一九七一年十二月的华北夜里,气温已逼近零下。李作鹏坐在不足八平方米的小屋里,军大衣裹得紧紧,豆油灯摇晃,他却怎么也咽不下眼前那碗发酸的高粱米饭。桌角还放着一封写了一半的请示——他想把“伙食太差,影响健康”这几个字写进报告,却又觉得难以启齿。
隔离审查已经持续三个多月。对这位曾任海军副司令、身披中将军衔的老兵而言,眼前日子既陌生又刺目:每天三顿战士灶,饭硬菜咸,盆里总飘两片白菜叶,让人想起二十年代赣江边的流亡岁月。可那时他二十出头,硬馒头配冷水也能咽,现在年过六旬,长期高血压、胃溃疡,身体迅速“干瘪”下去,短短数周掉了十多斤肉。
李作鹏并非矫情。新中国成立后,军队高级干部仍沿袭着供给制,烟酒茶皆由后勤统配。出海检查,军舰的伙食往往比岸上还好,水兵喜欢的“糖醋鱼”“红烧肉”,他也常附着尝一筷。一朝风云突变,优待不复,他这才真切品出“由俭入奢易,由奢入俭难”的滋味。
捱到一九七二年春天,情势出现松动。四月初,几位负责看护的战士悄声议论:“听说上面来电,说黄、吴、李、邱可以‘生活上要照顾’。”李作鹏心里咯噔一下,不敢自信,又怕捕风捉影,于是按捺不住写了新报告,语气却放软:“最近体力下降,难以参加学习和劳动,望照顾膳食。”

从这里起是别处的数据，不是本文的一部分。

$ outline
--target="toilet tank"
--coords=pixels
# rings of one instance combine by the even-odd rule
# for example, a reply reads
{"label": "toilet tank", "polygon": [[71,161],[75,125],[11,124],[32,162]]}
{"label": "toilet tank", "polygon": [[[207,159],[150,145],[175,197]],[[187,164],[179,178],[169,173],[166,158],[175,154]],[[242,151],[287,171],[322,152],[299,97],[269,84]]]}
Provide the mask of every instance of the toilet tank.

五月,变化落到实处。驻地警卫连腾出一间十六平米的小屋,土炕临窗,又加了热水瓶和半新的棉被。最让他惊喜的,是门口多了一位临时炊事员。每天早五点,灶间飘出热面汤味;午间,小锅里煲着排骨冬瓜;晚上还有一盅花生猪蹄汤。菜金标准一下提到每天六角,这在那年头可算不菲。猪肉八毛一斤,鱼五毛,多数干部一个月才见一两回荤腥,而他顿顿能配点肉食。

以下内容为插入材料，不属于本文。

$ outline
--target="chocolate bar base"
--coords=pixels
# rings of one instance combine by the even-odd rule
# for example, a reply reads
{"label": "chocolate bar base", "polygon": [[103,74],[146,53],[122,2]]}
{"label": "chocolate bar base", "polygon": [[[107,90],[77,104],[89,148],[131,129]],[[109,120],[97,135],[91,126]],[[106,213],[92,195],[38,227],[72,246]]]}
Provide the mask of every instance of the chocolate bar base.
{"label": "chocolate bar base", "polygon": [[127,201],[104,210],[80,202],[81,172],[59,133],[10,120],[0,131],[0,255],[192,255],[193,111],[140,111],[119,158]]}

“老李,想吃啥尽管说。”炊事员端来一碗热乎乎的白米饭,略带山西口音。李作鹏捧着饭碗,沉默半晌:“我就图个胃里踏实,不想闹脾气了。”一句话,道尽辛酸。
当时负责看守的干部事后回忆,上级电报中的句子颇为直接:“四人均系老一辈革命者,生活上有资格吃好,有条件吃好。”这话传到耳边,李作鹏并未高兴得失态。他不过在心里默念:赣中农暴、中央苏区反“围剿”、平型关、辽沈、平津……自己几十年里头扎进枪林弹雨,若说资格,确实挣来的。

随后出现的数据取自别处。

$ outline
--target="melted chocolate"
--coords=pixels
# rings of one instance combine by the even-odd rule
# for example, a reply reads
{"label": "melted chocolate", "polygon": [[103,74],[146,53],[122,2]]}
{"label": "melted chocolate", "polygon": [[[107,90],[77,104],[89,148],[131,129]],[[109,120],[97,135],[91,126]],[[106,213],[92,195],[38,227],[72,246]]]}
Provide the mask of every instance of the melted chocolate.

有意思的是,小灶只风光到一九七三年初。那年二月,警卫干部突然通知:统一回大食堂打饭,电扇、凉席也得上交。李作鹏不吭声,默默搬回硬板床。两个月后,命令再度反转,小灶恢复。外界风向如何,他无从得知,只觉日子像风向标,说变就变。
时间推到一九八零年。那场万人关注的特别法庭开庭,李作鹏因在“文化大革命”中的角色被判刑。翌年,获保外就医,安置于太原某疗养院。一向喜欢北方干燥空气的他,靠喝浓茶、听戏曲消磨漫长岁月。晚饭桌上偶尔仍见红烧肉,但再也提不起当年那股子“吃好”的底气。
一九九九年夏末,李作鹏回到北京,与子女同住。彼时的他已满八十五岁,身体大不如前,过往荣辱沉淀成淡淡回忆。有人探望时问起那段小灶风波,他摆手笑道:“人活一世,最难的是认清自己还能吃多少,别光惦记着资格。”言语轻飘,像雨后随风翻飞的柳絮,却藏着难以言说的沉重。
纵观这段插曲,可见建国后高级干部生活制度由“供给制”向“货币化”过渡的曲折。政策在摇摆,个人情绪也在起伏。对懂行的老兵来说,吃穿住行本是一种政治信号。当年的那句“有资格吃好”,既是肯定,也是提醒:是功劳,是枷锁。
李作鹏晚年很少再提军旅旧事,却常讲母亲递来的那碗红薯粥:“那时候没油没盐,我也照样干活。”听者哑然。或许人真到了风平浪静的岁月,才悟出满桌山珍海味撑不起精神。 精神得靠自己撑。